数回の呼び出し音の後、男の声が聞こえた。

「もしもし」

「もしもし。いきなりで申し訳ありません。今お時間大丈夫でしょうか」

「ええ、構いませんよ。なんでしょう」

 私がこれまでの経緯を話すと、彼はううんと唸り声を挙げた。

「そうですか、悪魔憑き、ですか」

「まだ確定ではないですからなんとも言えませんが。もし、悪魔憑きであれば……仮定の話で構いません、情報が欲しいのです」

 そうですね、と呟く。五つほど秒針が打たれたあたりで伊良樹さんは口を開いた。

「まず、その悪魔ですが、力が弱いように思えますね。宿主……という表現はいささか不適切ですが、彼に抑え込まれてしまっている。まだ憑いたばかりであるか、それとも力が単に弱いのか……」

「ふむ」

「それに気になるのは、いかにも一般的な暴力の度合いである、ということ。悪魔憑きの周りで暴力的な超常現象……まあポルターガイストと言うと分かりやすいでしょうか。あれは厳密には悪魔とはまた分類せねばならないものなので、表現としては不適でしょうが……」

「その辺りは理解しています。ご心配なく」

「ご理解ありがとうございます。……つまり、本件の悪魔は力が弱いということだけは覚えておいてください。しかし、力が弱いからと油断も出来ないのが悪魔です。悪魔というのはご存じの通り、人を誘惑し、騙し……我らよりも賢い存在です。なにを仕掛けてくるかも分からない」

 電話口で息を吐く音が聞こえた。

「正直なところ、関わるのは危険です。しかし……手をこまねくのも得策ではない」

「と、言いますと?」

「……少し、出来すぎかと。襲われたのはあなたのご友人だ。しかし、そのご友人はオカルトに理解があり、オカルトに詳しいあなたとも繋がっている。現に彼はあなたを呼んだのでしょう? そして悪魔に憑かれた者はあなたに助けを求め、エクソシストである僕に電話を掛けている」

「確かに。それに、普通であれば牢に入れられてしまうし、例え力が強かろうと愚行だ」

「そこが、ひどく気になったんです。もしかしたらこれは悪魔が仕掛けてきた罠なのかも。そうだとしたら……目的を探る必要があります」

「放っておくのも危険、そう言いたいんですね」

「そういうことです。……出来れば知り合いのエクソシストを寄越したいところですが、日本に悪魔憑きは非常に少ないです。つまりエクソシストもまた少ないのです」

 その言葉に、私はふと気になる。

「そういえばですが。日本における悪魔憑きの前例は存在するのですか?」

「いることにはいます。しかし、日本でキリスト教はメジャーではありません。信仰の自由があるといっても、宗教への意欲が薄い日本において悪魔憑きはほとんど発生しません。もちろんキリスト教的な悪魔でない可能性も十分に考えられますが……」

 流石に専門外というわけか。こればかりは自分で調べるしかないだろうと、頭の中のメモに書き留めておく。

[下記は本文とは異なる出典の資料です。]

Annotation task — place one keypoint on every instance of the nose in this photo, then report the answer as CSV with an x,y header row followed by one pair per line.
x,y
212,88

「ふむ。ところでエクソシストを派遣するとして、どれくらい日を要するでしょうか」

「仕事の状況にもよりますが……僕より早く行けるものは居ないでしょう」

 くれぐれもお気をつけて。そう彼は言い残して電話を切った。私は何を悪魔憑きの彼に聞くべきか、状況を整理すべきだと思った。この疲労した身体は、オカルトのためなら簡単に動けるものだった。私はノートとペンを取り出し、今日のこと、そして伊良樹から聞いたことを書きながらまとめていく。

 

・青年は瞳孔が青く光った

・彼は助けを求めたが、彼の意志だろうか

・悪魔は何か企んでいる可能性がある

・一週間。悪魔が先か、伊良樹氏が先か


「ふむ……大方はこういうことか」

 私はノートを眺めながらするべきことを考える。


・悪魔の正体を調べる(そもそも悪魔なのだろうか?)

・悪魔の企みを探る

・悪魔から身を守る方法を探る


「……こんなものか」

 私はノートに書いたシンプルな作業がどれだけ大変な事か、よくよく知っている。瑠美子の件や、教団の件よりは掴みどころはあるが、悪魔と対峙するとして私のような一般人がどれほど耐えられるものか。悪魔の力が弱いのが幸いではあるが、何を隠しているものか分かったもんじゃない。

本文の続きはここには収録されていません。